The first several months after Keith passed away was really a blur and very painful to say the least. So many people asked what they could do to help, so many people told me to just call them if I needed anything. The problem with that thought is that I was so deep into my grief, I didn’t know what I needed. I couldn’t even make everyday normal decisions that I needed to make. So many people though, are very well meaning and truly want to help! I have three easy ideas to get you thinking about what you can do for the person in your life who’s grieving.

As soon as my cousin got my text that there were complications and to please pray, she got in the car to be with me. One of my best friends, when she found out got her kids out of bed, put them in the car, and drove almost an hour just to come to hug me. She had very few words for me, but we stood outside with her sleeping kids in the car, we hugged and cried. I thanked her for coming, she said “you guys are my family, I couldn’t not come.” Over the next several days, so many of my friends showed up with flowers, with food, or simply to sit on the floor with me and Charlotte and just be with me. The first thing you can do for the person you love who just lost someone is to simply be present. You don’t have to say or do anything, just let that person know that they are not alone.

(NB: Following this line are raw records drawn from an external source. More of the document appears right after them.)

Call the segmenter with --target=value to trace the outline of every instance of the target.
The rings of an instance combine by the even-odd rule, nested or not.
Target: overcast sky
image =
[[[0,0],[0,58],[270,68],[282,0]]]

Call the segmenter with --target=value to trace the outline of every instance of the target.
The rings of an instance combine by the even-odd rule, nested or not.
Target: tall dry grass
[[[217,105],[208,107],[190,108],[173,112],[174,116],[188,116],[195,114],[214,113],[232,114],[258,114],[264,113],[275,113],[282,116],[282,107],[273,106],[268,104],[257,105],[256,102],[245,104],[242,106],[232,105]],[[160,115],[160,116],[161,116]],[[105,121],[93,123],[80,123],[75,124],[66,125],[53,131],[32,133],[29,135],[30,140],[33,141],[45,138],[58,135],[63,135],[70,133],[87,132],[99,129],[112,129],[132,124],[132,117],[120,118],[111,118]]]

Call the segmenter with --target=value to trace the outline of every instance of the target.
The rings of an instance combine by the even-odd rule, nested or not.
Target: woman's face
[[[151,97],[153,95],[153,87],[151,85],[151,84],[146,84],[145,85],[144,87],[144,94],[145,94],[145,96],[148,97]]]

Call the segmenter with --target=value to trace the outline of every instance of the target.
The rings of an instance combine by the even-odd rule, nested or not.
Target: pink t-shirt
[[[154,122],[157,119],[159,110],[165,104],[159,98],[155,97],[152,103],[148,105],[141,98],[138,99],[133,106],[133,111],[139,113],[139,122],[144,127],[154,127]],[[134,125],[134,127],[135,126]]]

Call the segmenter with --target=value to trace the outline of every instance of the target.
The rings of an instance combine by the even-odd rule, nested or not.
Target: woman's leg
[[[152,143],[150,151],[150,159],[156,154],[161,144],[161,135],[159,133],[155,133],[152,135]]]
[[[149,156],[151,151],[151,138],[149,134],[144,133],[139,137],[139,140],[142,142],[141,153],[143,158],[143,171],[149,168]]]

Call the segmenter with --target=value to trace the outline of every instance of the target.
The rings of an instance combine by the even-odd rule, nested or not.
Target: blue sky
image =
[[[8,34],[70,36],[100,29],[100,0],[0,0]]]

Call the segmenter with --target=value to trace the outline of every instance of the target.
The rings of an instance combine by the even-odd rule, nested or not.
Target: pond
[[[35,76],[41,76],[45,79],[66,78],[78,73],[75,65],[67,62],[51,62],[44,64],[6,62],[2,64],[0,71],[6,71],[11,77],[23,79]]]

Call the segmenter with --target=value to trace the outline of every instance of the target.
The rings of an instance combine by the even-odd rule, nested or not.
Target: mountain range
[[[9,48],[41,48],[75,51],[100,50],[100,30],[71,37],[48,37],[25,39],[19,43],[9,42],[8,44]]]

My next idea of what you can do for the grieving is to start a food train for them. I can not even begin to tell you how many people said, “if you need anything, just let me know.” The problem is that being that deep in grief, the person has no clue what they need! If you don’t do a meal train, great! Get on Pinterest and look up freezer crockpot meals, make a few frozen meals and take them to that person. I had such a hard time cooking anything in those first several months after he had passed. It was very overwhelming for me to think of what to eat, so we ate cereal a lot before the meal train was set up. A couple of things to think of when preparing food for someone; consider food allergies or special diets, also think of things that would be common repeat meals, and try to think of something else.

My last thought for this post, instead of asking what you can do for the person, look around at what you’re doing at your house, and just assume that the same things need to be done at this person’s house too. If you’re mowing your grass and you have the availability, go mow your friends’ grass. If your gutters need to be cleaned out, chances are that theirs needs it too. If you have a few hours on a Saturday, go and clean their house for them. Sweep, vacuum, do the dishes, mop, dust, etc.

Being able to have ideas on what you can do will take a lot of pressure off the person who is mourning. People are so well-intentioned and want to help, but often feel like they don’t know what to do or how to help. The person they are trying to help has so much fog and stuff they are trying to process through, they have no clue what they need or how you can help. I hope these 3 things will help you!